Im Rahmen der Gastprofessur »Wissenschaft und Judentum« an der ETH Zürich organisierte Prof. Dr. Robert Jütte zusammen mit Prof. Dr. Andreas Kilcher, Lehrstuhl für Literatur- und Kulturwissenschaft an der ETH, im Herbst 2018 eine Tagung zu »Judentum und Krankheit«, die von der Dr. Christiane und Dr. Nicolaus-Jürgen Weickart sowie der Adolf und Mary Mil-Stiftung finanziert wurde.

Das Thema Judentum und Krankheitsdisposition ist durchaus aktuell, nicht nur in Hinblick auf einige, inzwischen gut erforschte genetische Erkrankungen, an denen Juden besonders häufig leiden. Bis heute hält sich zudem hartnäckig die Vorstellung, dass Juden häufiger an bestimmten Krankheiten leiden und damit zu deren Verbreitung beitragen, wenn diese infektiös sind. Hinter solchen Vorstellungen verbergen sich oft antijüdische beziehungsweise antisemitische Motive. Sie haben zudem eine lange Tradition, die bis ins Mittelalter zurückreicht. Eberhard Wolff, Basel/Zürich beleuchtet in seinem Beitrag »›Judenkrankheiten‹. Eine methodologische Orientierung im Diskursdschungel« vor allem die Semantik dieses Begriffs, und zwar aus dem Blickwinkel der empirischen Kulturwissenschaft. Für die Druckfassung hat er sein damaliges Referat erweitert und den Versuch unternommen, die auf der Tagung gehaltenen Referate konzeptionell mit einzubinden.

Kay Peter Jankrift, Münster, stellt die Krankheit vor, die am längsten mit dem Judentum in Verbindung gebracht wird, nämlich die Lepra, die bereits in der Bibel mehrfach erwähnt wird. Für die Zeit des Mittelalters konnte nach Ende der Tagung noch ein zusätzlicher Beitrag eingeworben und eine Lücke im Programm geschlossen werden. Einer der besten Kenner der Geschichte der Pest, Klaus Bergdolt, Köln, geht der Frage nach, inwieweit der Brunnenvergiftungsvorwurf ursächlich für die Judenverfolgung während des sogenannten Schwarzen Todes, also der Pestepidemie von 1347/49, war.

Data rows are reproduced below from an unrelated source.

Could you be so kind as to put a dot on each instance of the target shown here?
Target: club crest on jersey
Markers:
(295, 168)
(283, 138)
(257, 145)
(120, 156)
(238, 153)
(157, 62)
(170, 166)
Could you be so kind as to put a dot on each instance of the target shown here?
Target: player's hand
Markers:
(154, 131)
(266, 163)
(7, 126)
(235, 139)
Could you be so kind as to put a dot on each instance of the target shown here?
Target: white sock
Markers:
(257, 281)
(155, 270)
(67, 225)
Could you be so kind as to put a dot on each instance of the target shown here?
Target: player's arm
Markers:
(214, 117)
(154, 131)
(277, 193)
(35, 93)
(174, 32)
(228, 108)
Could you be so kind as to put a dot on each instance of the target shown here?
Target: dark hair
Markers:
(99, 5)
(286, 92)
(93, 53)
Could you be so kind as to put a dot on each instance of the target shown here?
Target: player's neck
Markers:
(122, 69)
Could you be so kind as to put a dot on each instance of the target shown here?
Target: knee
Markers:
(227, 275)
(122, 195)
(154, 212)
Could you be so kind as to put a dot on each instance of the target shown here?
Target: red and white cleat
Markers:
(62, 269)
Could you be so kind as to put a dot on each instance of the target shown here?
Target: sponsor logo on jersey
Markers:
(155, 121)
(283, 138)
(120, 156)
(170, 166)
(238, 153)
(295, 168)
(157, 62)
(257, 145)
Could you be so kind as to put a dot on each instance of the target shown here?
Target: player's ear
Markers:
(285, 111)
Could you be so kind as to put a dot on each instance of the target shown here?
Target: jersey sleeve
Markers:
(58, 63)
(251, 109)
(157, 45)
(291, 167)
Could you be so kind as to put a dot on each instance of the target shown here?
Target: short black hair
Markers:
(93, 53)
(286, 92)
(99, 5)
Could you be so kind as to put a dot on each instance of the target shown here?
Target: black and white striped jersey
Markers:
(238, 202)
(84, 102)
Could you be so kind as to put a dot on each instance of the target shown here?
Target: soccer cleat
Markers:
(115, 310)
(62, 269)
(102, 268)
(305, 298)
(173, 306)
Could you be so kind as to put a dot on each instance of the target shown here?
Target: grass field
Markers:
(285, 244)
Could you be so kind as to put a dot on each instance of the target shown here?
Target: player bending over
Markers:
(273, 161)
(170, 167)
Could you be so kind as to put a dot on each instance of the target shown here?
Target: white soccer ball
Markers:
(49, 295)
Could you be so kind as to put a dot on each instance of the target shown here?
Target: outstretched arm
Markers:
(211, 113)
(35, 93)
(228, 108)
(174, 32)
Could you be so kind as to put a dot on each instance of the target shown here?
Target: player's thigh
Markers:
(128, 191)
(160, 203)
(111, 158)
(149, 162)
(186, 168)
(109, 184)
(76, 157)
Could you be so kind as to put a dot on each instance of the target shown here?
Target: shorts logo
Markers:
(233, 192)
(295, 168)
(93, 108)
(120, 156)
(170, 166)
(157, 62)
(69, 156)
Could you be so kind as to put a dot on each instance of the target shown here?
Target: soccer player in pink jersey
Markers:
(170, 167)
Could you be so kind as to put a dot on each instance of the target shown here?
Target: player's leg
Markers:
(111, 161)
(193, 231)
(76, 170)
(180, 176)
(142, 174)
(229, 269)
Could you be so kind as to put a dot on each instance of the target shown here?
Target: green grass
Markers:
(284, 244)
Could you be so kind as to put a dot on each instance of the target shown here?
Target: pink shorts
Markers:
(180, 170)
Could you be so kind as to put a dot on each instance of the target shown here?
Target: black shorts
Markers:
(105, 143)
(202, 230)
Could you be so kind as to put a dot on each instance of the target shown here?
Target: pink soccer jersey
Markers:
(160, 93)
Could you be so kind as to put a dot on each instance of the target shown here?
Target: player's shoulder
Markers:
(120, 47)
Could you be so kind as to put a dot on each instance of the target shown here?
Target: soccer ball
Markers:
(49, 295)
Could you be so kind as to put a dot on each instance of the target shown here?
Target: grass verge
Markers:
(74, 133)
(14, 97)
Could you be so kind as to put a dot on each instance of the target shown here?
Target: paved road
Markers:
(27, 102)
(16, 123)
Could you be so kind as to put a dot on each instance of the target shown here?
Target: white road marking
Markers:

Die Erforschung der sogenannten Judenkrankheit hatte vor allem im 19. Jahrhundert Konjunktur, als sich Rassenbiologen dieses Themas annahmen, wie Klaus Hödl, Graz, am Beispiel der Tuberkulose aufzeigt. Eine weitere Krankheit, die man häufig Juden zuschrieb, war der Diabetes, wie Robert Jütte in seinem medizin- und sozialhistorischen Beitrag ausführt und dabei den Bogen bis in die Gegenwart schlägt. Christina Vanja geht auf den psychiatrischen Diskurs des 19. und frühen 20. Jahrhunderts ein und macht deutlich, wie gerade bestimmte Formen psychiatrischer Erkrankungen damals mit der jüdischen Lebensweise und den angeblichen Charaktereigenschaften der Juden assoziiert wurden. Florian Mildenberger, Frankfurt/Oder, geht der Frage nach, ob und wie Homosexualität als Krankheit im Judentum verstanden wurde. Sein Fokus richtet sich dabei vor allem auf Leben und Werk des bekannten Berliner Sexualforschers Magnus Hirschfeld.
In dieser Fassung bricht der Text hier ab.